Keywords: seasonal work

Today, the European Parliament LIBE Committee voted on the directive on conditions of entry and residence of third-country nationals for the purpose of seasonal employment in EU Member States. The rules, under negotiations since 2010, were provisionally agreed upon by the European Parliament and the Council Presidency and backed by national governments on 29 October 2013. The directive will be put to a plenary vote in January 2014.

The European Network Against Racism (ENAR), the European Federation of National Organisations Working with Homeless People (FEANTSA), and the Platform for International Cooperation on Undocumented Migrants (PICUM) warmly welcome and strongly support measures agreed upon by the European Parliament and the Council that aim at creating better working and living conditions for third-country seasonal workers across the EU. However, some of the measures the civil society proposed regarding social rights and equal treatment of workers were not taken into account, which might jeopardise the effectiveness of the Directive by not sufficiently addressing exploitation risks.

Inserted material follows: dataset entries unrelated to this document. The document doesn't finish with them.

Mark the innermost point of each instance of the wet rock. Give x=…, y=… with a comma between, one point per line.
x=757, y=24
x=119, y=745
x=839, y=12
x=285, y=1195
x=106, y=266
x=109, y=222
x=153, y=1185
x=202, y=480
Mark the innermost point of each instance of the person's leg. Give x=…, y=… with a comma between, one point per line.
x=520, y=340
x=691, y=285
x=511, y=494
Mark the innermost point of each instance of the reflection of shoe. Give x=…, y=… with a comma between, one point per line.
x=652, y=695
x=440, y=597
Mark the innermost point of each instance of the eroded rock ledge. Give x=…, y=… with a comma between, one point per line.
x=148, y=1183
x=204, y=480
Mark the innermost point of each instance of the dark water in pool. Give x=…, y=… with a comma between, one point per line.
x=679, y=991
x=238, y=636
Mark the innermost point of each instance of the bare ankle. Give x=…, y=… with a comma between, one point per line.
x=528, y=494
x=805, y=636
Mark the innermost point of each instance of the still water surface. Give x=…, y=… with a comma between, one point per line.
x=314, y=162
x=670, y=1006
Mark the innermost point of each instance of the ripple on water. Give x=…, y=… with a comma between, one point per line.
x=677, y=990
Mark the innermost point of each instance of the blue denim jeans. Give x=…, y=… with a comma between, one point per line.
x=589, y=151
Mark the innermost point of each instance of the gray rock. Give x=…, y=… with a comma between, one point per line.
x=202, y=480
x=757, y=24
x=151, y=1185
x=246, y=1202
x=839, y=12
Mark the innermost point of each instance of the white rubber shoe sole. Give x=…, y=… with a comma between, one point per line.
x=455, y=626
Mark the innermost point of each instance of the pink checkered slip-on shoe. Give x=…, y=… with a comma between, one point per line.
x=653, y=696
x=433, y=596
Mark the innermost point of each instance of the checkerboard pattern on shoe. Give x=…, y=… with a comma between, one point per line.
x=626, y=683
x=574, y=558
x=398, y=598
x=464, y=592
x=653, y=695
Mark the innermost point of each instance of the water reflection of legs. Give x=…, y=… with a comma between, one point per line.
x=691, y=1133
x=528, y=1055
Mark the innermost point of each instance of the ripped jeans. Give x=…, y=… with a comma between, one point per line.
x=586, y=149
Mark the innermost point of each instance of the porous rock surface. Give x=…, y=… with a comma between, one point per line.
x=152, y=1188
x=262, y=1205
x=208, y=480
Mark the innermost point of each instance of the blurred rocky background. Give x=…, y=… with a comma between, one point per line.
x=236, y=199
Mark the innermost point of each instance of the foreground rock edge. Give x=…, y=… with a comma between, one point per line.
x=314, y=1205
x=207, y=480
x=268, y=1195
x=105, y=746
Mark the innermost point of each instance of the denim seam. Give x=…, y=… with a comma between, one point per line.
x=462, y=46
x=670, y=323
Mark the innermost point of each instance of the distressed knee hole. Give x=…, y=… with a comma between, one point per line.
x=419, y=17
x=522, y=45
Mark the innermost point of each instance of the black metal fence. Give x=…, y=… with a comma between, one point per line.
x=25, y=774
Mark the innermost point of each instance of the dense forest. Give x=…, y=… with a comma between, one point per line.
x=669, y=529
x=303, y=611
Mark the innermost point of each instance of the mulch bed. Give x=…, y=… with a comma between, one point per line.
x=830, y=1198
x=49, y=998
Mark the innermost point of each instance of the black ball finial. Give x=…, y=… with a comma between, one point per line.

Definition of seasonal work

The definition of seasonal work remains vague, and is left to the discretion of Member States, which might easily lead to improper and different national definitions of the sectors covered by the Directive. Moreover, the role of the social partners in deciding which sectors will be included is very limited and not compulsory.

Conditions of admission

On one hand, we strongly support the inclusion of essential aspects of the work contract – or binding job offer – as a condition for admission of workers, in order to allow for a proper enforcement of labour regulations. On the other hand, we believe there should have been greater effort to allow the introduction of applications of third-country nationals who are already residing in a Member State. While the new rules would simplify the admission procedures, States may refuse admission on criteria deemed subjective, such as the risk of irregular migration and possible threat to public security.

Sanctions and complaints

We support the inclusion of sanctions for employers and subcontractors who have infringed the provisions. The use of ‘may clauses’ for sanctions against subcontractors (art. 12a.3) might lead to arbitrariness and spoils the good intents. We support the rules with regard to access to information and to the facilitation of complaints, although no mechanism to support victims was foreseen.

Duration of stay

We support the provisions allowing seasonal workers to be employed by different employers and to stay – within the maximum period – to look for another employer. However, we regret the extension of the maximum duration of stay to 9 months in a 12-month period. As third-country seasonal workers would have a less favourable status than other workers, longer stays might empty the Directive from its ‘seasonal’ essence and increase the risk of social dumping.

Equal treatment

We support the rules provided in order to guarantee the same rights for migrant seasonal workers as EU nationals with regard to working conditions, right to strike, back payments, access to social security and to public goods and services, access to advice services on seasonal work and tax benefits. We also welcome the inclusion of education and training opportunities for seasonal workers. However, we regret the opportunity for Member States to exclude seasonal workers from unemployment benefits and to restrict equal treatment only to education and training linked to the specific employment activity.

Accommodation

We welcome the inclusion of the requirement whereby seasonal workers will benefit from accommodation that ensures adequate standard of living according to national legislation and the safeguards foreseen when accommodation is arranged by or through the employer.

Fees

Although we recognise an effort not to let seasonal workers pay for administrative fees as well as for the cost of travel and sickness insurance, the Directive would leave it up to Member States to decide whether these fees will be covered by the employers or workers.